US Requests WTO Dispute Settlement Panel Re PRC Failure to Protect IPR
August 13, 2007. The United States (US) submitted a request [8 pages in PDF] for the establishment of a Dispute Settlement Panel (DSP) to the World Trade Organization (WTO) that alleges that the People's Republic of China (PRC) has violated its obligations under the WTO Agreement on Trade-Related Aspects of Intellectual Property Rights (TRIPS) in connection with its failure to protect copyrights and trademarks in books, music, videos and movies.
This is another step in an ongoing process. On April 10, 2007, the OUSTR submitted two related requests for consultations with the WTO on this subject. See, story titled "US to Complain to WTO Regarding PR China's Failure to Protect IPR" in TLJ Daily E-Mail Alert No. 1,562, April 9, 2007. See also, the WTO's web page for DS362 and web page for DS363.
The US's April 10 request for consultations (DS362) identified four areas: (1) thresholds for criminal procedures and penalties, (2) disposal of goods confiscated by customs authorities that infringe intellectual property rights, (3) denial of copyright and related rights protection and enforcement to works that have not been authorized for publication or distribution within the PRC, and (4) unavailability of criminal procedures and penalties for a person who engages in either unauthorized reproduction or unauthorized distribution of copyrighted works.
Consultations were held on June 7-8, 2007. The PRC addressed the US's concerns on the fourth item. Hence, the just filed DSP request references three items.
The OUSTR described the three issues in a release. "First, the request challenges quantitative thresholds in China's criminal law that must be met in order to start criminal prosecutions or obtain criminal convictions for copyright piracy and trademark counterfeiting. Wholesalers and distributors are able to operate below these high thresholds without fear of criminal liability, so these thresholds effectively permit piracy and counterfeiting on a commercial scale."
"Second, the panel request addresses the rules for disposal of IPR-infringing goods seized by Chinese customs authorities. Those rules appear to permit goods to be released into commerce following the removal of fake labels or other infringing features, when WTO rules dictate that these goods normally should be kept out of the marketplace altogether."
Third, the OUSTR release states that "the panel request addresses the apparent denial of copyright protection for works poised to enter the market but awaiting Chinese censorship approval. It appears that Chinese copyright law provides the copyright holder with no right to complain about copyright infringement (including illegal/infringing copies and unauthorized translations) before censorship approval is granted. Immediate availability of copyright protection is critical to protect new products from pirates, who -- unlike legitimate producers -- do not wait for the Chinese content review process to be completed." (Parentheses in original.)
In addition, Sean Spicer, Assistant USTR for Public and Media Affairs, explained the disposition of the fourth item in the April filing in an e-mail to TLJ.
He wrote that "We have been concerned for a long time that copyright infringers could not be prosecuted under a key provision of Chinese criminal law unless they both ``reproduced´´ and ``distributed´´ infringing items.

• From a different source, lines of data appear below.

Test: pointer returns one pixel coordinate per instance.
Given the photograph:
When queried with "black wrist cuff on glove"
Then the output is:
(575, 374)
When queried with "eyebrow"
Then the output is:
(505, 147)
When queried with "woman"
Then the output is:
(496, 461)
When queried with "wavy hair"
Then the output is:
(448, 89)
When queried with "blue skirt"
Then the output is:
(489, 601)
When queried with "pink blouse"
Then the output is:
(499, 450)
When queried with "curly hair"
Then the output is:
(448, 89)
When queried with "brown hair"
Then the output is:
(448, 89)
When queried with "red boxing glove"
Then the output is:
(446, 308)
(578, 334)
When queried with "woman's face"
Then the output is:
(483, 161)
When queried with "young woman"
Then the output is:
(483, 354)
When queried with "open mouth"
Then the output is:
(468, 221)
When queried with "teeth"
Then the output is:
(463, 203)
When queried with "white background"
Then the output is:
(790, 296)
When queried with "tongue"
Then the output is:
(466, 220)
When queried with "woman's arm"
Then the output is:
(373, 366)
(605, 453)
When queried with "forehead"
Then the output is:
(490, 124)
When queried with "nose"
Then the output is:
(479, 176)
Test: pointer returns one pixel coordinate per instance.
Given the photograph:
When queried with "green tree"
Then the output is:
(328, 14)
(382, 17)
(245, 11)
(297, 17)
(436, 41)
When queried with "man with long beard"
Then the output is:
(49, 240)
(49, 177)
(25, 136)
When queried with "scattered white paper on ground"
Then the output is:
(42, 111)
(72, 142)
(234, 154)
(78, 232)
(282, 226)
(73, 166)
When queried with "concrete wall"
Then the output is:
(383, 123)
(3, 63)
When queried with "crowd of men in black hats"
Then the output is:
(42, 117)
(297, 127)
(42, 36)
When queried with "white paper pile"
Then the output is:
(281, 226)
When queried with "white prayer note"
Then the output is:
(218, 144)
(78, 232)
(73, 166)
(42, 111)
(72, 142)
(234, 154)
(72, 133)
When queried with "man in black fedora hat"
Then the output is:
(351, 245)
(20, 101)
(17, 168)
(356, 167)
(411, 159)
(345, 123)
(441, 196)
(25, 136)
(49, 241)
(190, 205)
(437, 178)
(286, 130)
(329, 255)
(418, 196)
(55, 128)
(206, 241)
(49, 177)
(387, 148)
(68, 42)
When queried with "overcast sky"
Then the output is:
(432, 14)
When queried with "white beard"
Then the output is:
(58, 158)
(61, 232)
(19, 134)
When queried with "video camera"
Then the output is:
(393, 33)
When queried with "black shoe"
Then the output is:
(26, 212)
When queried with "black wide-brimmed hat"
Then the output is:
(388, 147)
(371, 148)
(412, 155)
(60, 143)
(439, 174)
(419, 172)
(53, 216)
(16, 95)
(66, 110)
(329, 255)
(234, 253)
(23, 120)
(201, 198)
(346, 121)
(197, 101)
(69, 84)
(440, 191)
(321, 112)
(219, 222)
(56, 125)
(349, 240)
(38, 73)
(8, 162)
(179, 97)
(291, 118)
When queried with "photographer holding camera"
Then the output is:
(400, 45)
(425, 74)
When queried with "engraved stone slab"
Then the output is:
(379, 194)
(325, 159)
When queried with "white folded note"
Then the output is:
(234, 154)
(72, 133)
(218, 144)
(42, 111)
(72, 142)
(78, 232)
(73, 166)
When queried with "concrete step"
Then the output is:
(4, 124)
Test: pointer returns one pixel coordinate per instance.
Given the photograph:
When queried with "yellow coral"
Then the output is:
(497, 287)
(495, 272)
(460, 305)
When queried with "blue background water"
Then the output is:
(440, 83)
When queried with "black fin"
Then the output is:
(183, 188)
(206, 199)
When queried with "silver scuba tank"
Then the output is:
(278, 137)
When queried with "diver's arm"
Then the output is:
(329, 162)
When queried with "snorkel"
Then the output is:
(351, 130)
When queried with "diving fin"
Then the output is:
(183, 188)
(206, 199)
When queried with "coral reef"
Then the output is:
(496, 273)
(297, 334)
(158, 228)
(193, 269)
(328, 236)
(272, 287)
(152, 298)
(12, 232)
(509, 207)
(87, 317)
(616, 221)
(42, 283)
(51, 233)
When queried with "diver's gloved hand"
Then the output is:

In other words, we were concerned that Chinese copyright law included a loophole that would let manufacturers off the hook (if they didn't distribute), and would let distributors off the hook (if they didn’t make the fake copies). In April, a few days before we filed our consultation request at the WTO, China issued a new judicial interpretation that we later confirmed addressed this issue. China clarified that infringing ``reproduction´´ and infringing ``distribution´´ can be prosecuted separately." (Parentheses in original.)
Spicer added that "We included this issue in our consultation request and discussed it with China during the consultations. Based both on the judicial interpretation that China issued in April and on the discussion we had with the Chinese delegation during consultations, it appears that China has resolved this issue. We will, however, continue to monitor this aspect of China’s criminal law carefully."
Spicer also stated in the OUSTR release that "The United States and China have tried, through formal consultations over the last three months, to resolve differences arising from U.S. concerns about inadequate protection of intellectual property rights in China. That dialogue has not generated solutions to the issues we have raised, so we are asking the WTO to form a panel to settle this dispute".
He also argued that "It is in the best interest of all nations, including China,
to protect intellectual property rights. Over the past several years China has taken
tangible steps to improve IPR protection and enforcement. However, we still see important
gaps that need to be addressed. We will pursue this legal dispute in the WTO and will
continue to work with China bilaterally on other important IPR issues."